Il no delle federazioni

“Troviamo anche noi triste quanto è successo a Roma, ma noi non ne siamo coinvolti. Questi tifosi di club si sono comportati male in una città straniera. La vicenda riguarda una competizione che non è organizzata dalla Knvb. Sarebbe strano se agissimo”: è la posizione della Knvb, la federcalcio olandese, tramite il portavoce Bas Ticheler. Un no che è spiegabile anche attraverso il calendario internazionale: troppo pieno da una parte, dall’altra contano gli accordi tra federazioni e su questo punto è difficile fare leva dato che Italia e Olanda si sono già scontrare due volte in amichevole negli ultimi due anni.

Una questione, quest’ultima, che emerge anche dalla parole di Tavecchio “Pur senza avere colpe ci siamo messi a disposizione con il sindaco Marino per la Barcaccia, ma più in là non possiamo andare. Le nostre amichevoli sono già finite contrattualmente, è un’idea che ho appoggiato ma dipende dagli olandesi, visto che si dovrebbe giocare a Rotterdam, non a Roma”.

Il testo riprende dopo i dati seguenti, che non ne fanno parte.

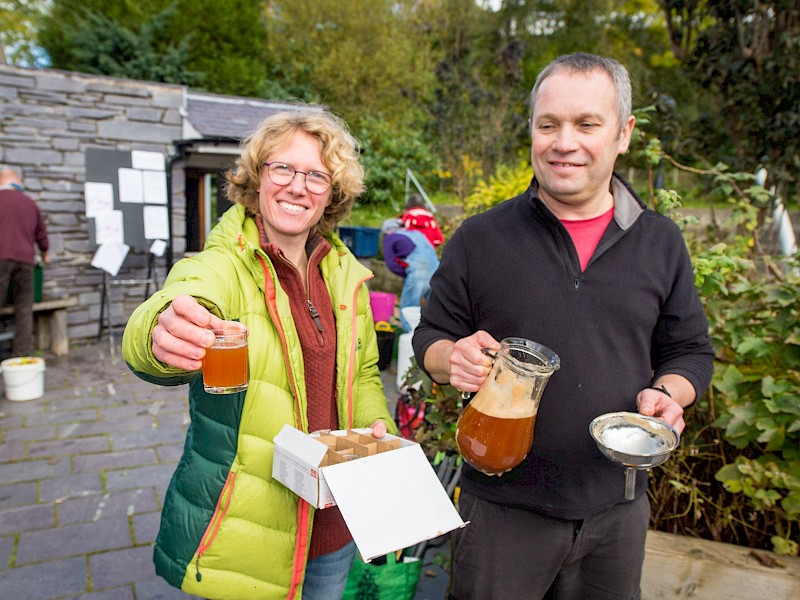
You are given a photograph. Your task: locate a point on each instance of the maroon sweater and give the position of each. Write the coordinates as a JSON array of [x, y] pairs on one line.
[[21, 226], [316, 328]]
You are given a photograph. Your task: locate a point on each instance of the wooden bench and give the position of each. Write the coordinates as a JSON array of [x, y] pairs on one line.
[[50, 324]]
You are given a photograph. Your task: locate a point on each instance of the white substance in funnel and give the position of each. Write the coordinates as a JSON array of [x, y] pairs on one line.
[[632, 440]]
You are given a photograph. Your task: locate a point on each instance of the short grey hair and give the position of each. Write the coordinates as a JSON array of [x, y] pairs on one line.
[[581, 62]]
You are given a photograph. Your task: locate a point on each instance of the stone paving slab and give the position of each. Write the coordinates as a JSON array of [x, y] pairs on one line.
[[83, 471]]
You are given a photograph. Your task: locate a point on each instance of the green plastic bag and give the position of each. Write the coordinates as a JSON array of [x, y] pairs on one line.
[[390, 581]]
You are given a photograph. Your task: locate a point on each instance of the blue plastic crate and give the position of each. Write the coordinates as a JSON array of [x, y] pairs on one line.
[[362, 241]]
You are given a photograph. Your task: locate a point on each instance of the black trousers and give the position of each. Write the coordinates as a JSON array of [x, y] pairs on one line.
[[16, 281], [509, 553]]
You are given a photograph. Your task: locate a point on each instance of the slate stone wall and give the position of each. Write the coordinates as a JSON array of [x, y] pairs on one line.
[[48, 119]]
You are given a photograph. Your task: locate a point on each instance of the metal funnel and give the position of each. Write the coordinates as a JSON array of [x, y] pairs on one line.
[[635, 441]]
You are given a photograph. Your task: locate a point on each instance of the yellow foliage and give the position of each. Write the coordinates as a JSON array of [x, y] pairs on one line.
[[506, 183]]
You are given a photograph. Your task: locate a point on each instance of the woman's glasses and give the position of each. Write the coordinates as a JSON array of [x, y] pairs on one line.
[[316, 182]]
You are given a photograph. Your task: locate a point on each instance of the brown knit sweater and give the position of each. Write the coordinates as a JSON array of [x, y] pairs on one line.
[[314, 321]]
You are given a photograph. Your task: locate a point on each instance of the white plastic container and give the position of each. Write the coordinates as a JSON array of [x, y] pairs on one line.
[[23, 377]]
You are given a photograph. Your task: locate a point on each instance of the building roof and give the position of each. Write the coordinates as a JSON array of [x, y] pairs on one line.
[[216, 116]]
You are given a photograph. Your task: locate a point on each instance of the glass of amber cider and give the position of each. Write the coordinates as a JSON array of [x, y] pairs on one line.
[[225, 364]]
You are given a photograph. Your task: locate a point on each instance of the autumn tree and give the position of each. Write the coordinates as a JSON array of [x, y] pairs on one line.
[[749, 54], [214, 45]]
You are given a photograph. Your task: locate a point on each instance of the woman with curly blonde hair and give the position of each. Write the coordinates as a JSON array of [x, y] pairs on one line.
[[274, 265]]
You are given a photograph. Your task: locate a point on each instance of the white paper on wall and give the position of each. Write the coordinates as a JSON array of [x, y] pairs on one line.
[[151, 161], [157, 248], [156, 224], [99, 197], [130, 186], [155, 187]]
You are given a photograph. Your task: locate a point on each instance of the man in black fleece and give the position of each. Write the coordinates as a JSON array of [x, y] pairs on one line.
[[579, 264]]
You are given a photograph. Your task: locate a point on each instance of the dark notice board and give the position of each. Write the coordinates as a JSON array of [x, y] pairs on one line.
[[102, 166]]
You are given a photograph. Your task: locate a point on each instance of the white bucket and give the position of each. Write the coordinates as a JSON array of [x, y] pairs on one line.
[[23, 377]]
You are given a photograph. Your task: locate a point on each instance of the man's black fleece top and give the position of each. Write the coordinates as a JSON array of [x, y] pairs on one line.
[[631, 316]]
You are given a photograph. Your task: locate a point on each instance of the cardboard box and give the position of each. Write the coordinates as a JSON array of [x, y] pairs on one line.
[[389, 495]]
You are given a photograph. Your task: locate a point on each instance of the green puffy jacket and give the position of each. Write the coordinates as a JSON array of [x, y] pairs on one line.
[[228, 530]]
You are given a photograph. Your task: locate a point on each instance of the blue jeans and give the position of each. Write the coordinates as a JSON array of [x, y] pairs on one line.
[[326, 575]]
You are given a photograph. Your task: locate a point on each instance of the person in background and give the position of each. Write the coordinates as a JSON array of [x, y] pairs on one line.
[[22, 230], [408, 254], [416, 217], [272, 263], [579, 264]]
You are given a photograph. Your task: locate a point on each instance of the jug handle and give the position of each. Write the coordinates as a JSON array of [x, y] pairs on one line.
[[488, 352]]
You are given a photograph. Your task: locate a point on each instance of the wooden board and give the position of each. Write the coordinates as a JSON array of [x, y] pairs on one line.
[[678, 567]]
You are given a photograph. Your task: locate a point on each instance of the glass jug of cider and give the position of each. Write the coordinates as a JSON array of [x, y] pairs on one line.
[[495, 431]]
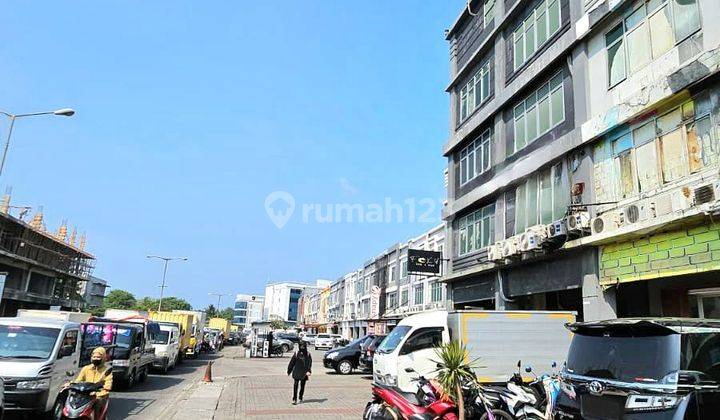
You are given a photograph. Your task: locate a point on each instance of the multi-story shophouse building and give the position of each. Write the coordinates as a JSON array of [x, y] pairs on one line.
[[408, 293], [377, 296], [583, 156], [335, 306]]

A sperare resta solo Marino

“Ho parlato con il presidente della Figc, che si è dimostrato entusiasta di questa idea. Sono sicuro che riusciremo a realizzarla” aveva spiegato il sindaco di Rima, Marino. Ma se il suo entusiasmo non ha trovato sponda nelle istituzioni del calcio, a dargli sostegno c’è il suo “collega” di Rotterdam, Ahmed Aboutaleb, anche se solo a livello di solidarietà: “Sono in corso diverse iniziative di raccolta fondi, a Rotterdam, ad Amsterdam e anche a Roma, per raccogliere le risorse necessarie a ripagare i danni causati dalla violenza dei tifosi. A voler contribuire sono intellettuali, aziende e singoli uomini d’affari, e renderò personalmente note le offerte tra 72 ore”.